Dejé de verlo a finales del año pasado, hasta que después de un paseo largo tuve necesidad de su servicio. Supe que su hijo mayor había muerto en un accidente de motocicleta en una competencia de carreras y pensé que aprovecharía para darle el pésame, por eso recurriendo a nuestro método para comunicarnos se me hizo fácil dejarle un mensaje de voz para que fuera a la casa a revisar el estado de una bomba eléctrica, pero se me hizo raro que se tardara en contestar. Al otro día vi un mensaje en el que decía que no era Heleodoro sino su hijo quien contestaba porque su papá no podía, que si me urgía el trabajo él podía hacerse cargo.
Como no tuve inconveniente, al otro día que llegó el hijo a la casa le pregunté por su papá y fue así como me platicó de la tragedia por la que había pasado la familia meses atrás.
Me dijo que su papá seguía con su rutina de llevar todos los días a su hija temprano a la escuela hasta que un día se le juntaron los compromisos, porque precisamente cuando debía llevar refacciones y su herramienta para el trabajo, su mujer le pidió que la llevara al mercado, por eso preparó el carro con anticipación, y luego de dejar a la hija en la escuela tomó el camino al centro del puerto pero no alcanzó a pasar el canal de aguas pluviales, porque justo al llegar al puente el semáforo se puso en rojo y en cuanto él se detuvo, un sujeto se le acercó y le apuntó a la cabeza con una pistola urgiéndole que se bajara y le entregara las llaves del carro porque se lo iba a llevar.
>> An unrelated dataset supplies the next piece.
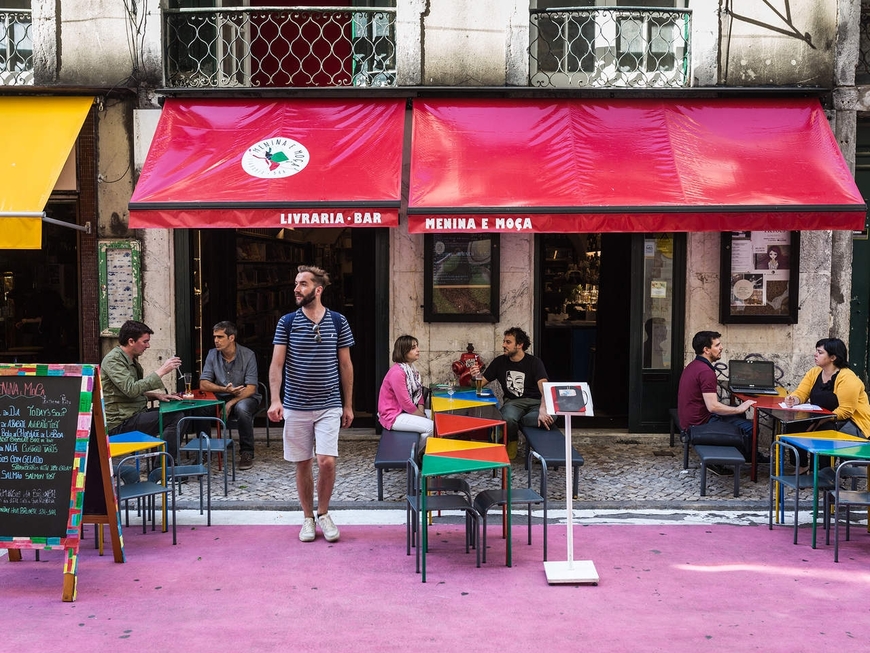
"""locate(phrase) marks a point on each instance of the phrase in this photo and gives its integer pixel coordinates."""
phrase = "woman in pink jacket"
(400, 401)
Con su calma habitual Heleodoro obedeció, bajó del carro con las manos arriba y le dijo que no había problema, que sólo le pedía que le permitiera a su mujer bajar la bolsa de mandado, que venía en el asiento trasero. Así que la señora asustada y nerviosa bajó del carro, pero no hizo los movimientos con la rapidez que ordenaba el malhechor quien ante la tardanza y el semáforo en verde comenzó a gritarle improperios para que se apurara. Eso fue lo que detonó el coraje de Heleodoro quien no soportó el maltrato a su mujer e indignado confrontó al asaltante con la idea de desarmarlo, recibiendo como respuesta toda la descarga de la pistola que lo dejó tirado junto a la puerta del carro, moribundo, sin poder llegar con vida al hospital mientras el homicida huía corriendo en sentido contrario frente al azoro de los transeúntes que hasta entonces se percataron del asalto.
Después de escuchar lo sucedido de la voz del hijo con la misma entereza que le conocí a su padre, le di el pésame no sin cierto consuelo de que su mamá haya muerto antes que él para no sufrir la pena de vivir el triste y dramático fin de su familia.